How to avoid using two loops when using Promise.all() dynamically?

Question

Whenever you see Promise.all() being used, it is usually used with two loops, how can I make it into only one without using async and mantaining execution order?

The question is not about the order, I know promise.all preserves order, the question is about how to avoid two loops when you just need the returned value

function timeout(x){
 return new Promise( resolve => {
  setTimeout( () => {
    return resolve(x);
  },x)
 })
}

const promises = [];
const results = [];
//First loop, array creation
for (i = 0; i < 20; i++) { 
  const promise = timeout(i*100)
  promises.push(promise);
}

Promise.all(promises).then( resolvedP => {
    //Second loop, async result handling
    resolvedP.forEach( (timeout,i) => {
    results.push({
      index : i,
      timeout : timeout
    })
  })
  console.log(results);
})
//End of code

Now, this can be solved with async but in my context I can't use it, for example :

//Only one loop
for (i = 0; i < 20; i++) {
  const timeoutAwait = await timeout(i*100);
  results.push({
      index : i,
      timeout : timeoutAwait
    })
}
console.log(results)
//End of code

What I have tried is the following, but the promise doesn't return the resolve value without using .then() :

for (i = 0; i < 20; i++) { 
  const promise = timeout(i*100)
  promises.push(promise);
  results.push({index : i, timeout : promise});
}

Promise.all(promises).then( resolvedP => {
    resolvedP.forEach( (timeout,i) => {
      results.push({
        index : i,
        timeout : timeout
      })
    })
    console.log(results);
    //results[0].timeout is a Promise object instead of 0
})
//End of code

So, is there any way I can make my first code sample in only one loop?
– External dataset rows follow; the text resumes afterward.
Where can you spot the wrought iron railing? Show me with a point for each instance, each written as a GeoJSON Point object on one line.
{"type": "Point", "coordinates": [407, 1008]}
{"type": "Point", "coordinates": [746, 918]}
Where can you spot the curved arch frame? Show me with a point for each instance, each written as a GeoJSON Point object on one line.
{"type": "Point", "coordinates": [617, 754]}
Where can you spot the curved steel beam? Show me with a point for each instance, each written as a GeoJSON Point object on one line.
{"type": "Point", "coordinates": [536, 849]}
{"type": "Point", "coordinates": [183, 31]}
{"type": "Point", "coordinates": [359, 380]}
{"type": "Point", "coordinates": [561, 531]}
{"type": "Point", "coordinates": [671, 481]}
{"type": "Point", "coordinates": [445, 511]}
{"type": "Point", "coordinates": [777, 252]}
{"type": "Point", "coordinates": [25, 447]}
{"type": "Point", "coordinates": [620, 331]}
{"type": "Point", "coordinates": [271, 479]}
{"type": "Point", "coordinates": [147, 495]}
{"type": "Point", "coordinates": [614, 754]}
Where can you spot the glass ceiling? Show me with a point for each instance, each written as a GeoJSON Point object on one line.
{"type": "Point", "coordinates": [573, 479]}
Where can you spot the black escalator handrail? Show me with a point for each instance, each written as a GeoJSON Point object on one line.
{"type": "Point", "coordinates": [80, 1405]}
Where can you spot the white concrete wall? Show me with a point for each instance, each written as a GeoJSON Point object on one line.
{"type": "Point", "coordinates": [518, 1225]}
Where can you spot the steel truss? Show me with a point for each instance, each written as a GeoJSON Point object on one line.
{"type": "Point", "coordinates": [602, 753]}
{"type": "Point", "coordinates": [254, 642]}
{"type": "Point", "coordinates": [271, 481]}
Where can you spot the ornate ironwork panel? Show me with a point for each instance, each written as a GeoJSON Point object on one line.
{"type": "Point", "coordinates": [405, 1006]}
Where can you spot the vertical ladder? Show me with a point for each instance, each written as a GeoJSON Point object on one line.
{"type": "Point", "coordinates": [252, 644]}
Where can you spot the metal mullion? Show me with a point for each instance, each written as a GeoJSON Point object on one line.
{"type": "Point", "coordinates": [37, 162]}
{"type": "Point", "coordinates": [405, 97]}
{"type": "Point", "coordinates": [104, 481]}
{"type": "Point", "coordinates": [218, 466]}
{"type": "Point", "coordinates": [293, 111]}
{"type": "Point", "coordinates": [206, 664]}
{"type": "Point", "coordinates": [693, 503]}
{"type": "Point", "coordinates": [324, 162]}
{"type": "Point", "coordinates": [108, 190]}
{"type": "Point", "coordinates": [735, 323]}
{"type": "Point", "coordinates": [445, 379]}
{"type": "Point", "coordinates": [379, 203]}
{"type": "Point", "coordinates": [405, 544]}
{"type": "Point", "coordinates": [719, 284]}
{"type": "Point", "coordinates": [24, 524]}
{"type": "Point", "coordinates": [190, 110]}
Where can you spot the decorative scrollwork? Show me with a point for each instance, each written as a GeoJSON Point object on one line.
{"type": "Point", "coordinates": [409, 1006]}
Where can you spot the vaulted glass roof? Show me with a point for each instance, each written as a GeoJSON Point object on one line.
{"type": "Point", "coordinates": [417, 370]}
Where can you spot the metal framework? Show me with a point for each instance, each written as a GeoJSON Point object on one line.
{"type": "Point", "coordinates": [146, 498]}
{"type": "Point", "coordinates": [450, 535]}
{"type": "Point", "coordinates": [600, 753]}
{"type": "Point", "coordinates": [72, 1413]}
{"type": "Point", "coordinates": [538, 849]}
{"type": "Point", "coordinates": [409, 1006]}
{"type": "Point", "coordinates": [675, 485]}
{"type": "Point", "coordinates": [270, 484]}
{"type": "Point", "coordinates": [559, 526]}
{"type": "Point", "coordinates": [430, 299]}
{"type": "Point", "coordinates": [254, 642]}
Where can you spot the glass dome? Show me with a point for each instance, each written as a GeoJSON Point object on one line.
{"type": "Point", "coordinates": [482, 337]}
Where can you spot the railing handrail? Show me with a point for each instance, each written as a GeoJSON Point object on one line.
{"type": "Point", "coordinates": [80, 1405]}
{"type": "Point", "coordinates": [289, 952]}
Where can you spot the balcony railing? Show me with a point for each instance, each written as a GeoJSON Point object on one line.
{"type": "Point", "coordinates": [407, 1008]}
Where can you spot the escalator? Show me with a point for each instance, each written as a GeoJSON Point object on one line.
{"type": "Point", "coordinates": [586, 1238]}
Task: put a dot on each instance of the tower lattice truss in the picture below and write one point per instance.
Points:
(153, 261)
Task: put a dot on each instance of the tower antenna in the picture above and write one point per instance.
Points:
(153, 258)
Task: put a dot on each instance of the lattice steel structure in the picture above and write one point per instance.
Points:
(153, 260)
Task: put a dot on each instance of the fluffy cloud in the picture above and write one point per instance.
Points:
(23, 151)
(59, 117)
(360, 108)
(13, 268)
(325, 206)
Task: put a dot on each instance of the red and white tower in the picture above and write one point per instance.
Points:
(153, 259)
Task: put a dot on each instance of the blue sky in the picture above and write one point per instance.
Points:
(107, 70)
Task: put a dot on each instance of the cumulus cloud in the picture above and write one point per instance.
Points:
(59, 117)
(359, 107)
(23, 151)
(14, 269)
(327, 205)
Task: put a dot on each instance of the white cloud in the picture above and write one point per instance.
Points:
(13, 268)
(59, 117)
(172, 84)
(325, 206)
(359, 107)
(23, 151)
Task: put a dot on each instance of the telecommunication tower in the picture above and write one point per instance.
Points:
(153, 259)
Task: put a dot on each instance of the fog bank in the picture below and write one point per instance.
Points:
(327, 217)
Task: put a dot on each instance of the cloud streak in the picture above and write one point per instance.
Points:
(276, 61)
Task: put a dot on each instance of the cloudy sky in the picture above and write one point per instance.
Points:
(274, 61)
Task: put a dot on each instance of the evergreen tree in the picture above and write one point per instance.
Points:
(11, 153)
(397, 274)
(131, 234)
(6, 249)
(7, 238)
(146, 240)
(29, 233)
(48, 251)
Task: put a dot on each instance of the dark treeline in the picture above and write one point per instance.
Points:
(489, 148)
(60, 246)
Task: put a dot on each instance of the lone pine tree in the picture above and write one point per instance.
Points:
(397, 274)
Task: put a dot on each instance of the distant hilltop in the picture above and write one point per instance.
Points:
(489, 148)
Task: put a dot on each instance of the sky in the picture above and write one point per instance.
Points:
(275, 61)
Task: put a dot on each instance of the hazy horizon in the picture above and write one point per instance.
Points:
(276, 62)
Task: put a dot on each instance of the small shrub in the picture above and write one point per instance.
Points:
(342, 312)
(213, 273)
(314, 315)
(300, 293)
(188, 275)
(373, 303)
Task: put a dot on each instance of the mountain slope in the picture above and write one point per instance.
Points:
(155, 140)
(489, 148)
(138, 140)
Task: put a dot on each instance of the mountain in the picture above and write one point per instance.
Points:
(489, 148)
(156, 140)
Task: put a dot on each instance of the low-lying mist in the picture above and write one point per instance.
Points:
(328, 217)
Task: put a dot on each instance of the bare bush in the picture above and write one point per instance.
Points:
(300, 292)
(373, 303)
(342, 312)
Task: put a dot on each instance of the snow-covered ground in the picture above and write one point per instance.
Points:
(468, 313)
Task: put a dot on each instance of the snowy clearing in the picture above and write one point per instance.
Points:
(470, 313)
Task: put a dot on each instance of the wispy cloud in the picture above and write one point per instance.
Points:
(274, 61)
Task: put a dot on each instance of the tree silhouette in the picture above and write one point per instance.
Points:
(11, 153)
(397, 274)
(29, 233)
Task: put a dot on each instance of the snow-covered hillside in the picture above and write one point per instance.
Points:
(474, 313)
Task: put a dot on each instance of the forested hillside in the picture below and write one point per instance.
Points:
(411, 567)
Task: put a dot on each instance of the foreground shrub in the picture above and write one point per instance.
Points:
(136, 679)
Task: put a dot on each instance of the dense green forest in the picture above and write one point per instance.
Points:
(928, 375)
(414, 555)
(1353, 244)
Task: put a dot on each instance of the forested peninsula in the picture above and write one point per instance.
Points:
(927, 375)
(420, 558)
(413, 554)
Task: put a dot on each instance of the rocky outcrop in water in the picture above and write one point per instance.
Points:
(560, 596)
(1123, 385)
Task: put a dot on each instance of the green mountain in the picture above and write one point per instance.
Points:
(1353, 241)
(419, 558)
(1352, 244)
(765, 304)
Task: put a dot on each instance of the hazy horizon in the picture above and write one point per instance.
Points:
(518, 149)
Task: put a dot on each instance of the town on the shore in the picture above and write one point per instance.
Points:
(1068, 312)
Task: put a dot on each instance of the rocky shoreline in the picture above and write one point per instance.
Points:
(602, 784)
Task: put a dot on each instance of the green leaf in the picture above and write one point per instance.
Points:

Please ignore the context, is only an example.

Answer 1

function timeout(x) {
  return new Promise(resolve => {
    setTimeout(() => {
      return resolve(x);
    }, x);
  });
}

const promises = [];
const results = [];
//First loop, array creation
for (let i = 0; i < 20; i++) {
  const promise = timeout(i * 100).then(x => results.push({
    index: i,
    timeout: x
  }));
  promises.push(promise);
}
Promise.all(promises).then(() => {
  console.log(results);
});

If you want to preserve execution/results order assign results using i index instead of .push

const promise = timeout(i * 100).then(x => results[i] = {
  index: i,
  timeout: x
});

Answer 2

As by the Promise.all documentation, the order will be preserved. It says about the return value:

A pending Promise in all other cases. This returned promise is then resolved/rejected asynchronously (as soon as the stack is empty) when all the promises in the given iterable have resolved, or if any of the promises reject. See the example about "Asynchronicity or synchronicity of Promise.all" below. Returned values will be in order of the Promises passed, regardless of completion order.

(Highlighted by me.)

Answer 3

I find it more easy to understand if you map over an array of values instead of looping:

const timeout = x=>Promise.resolve(x);

Promise.all(
  [...new Array(3).keys()]//array [0,1,2]
    .map(x=>timeout(x*100))//[timeout(0*100),timeout(1*100),...
).then(
  result=>result.map(//results of the timeout, map to object
    (timeout,index)=>({
      index,
      timeout
    })
  )
).then(
  result=>console.log('result:',result)
)

It's usually not a good idea to asynchronously mutate a shared variable (the results array). Just have the promise resolve and create the result you need in the last .then, now your promise resolves to the value you want.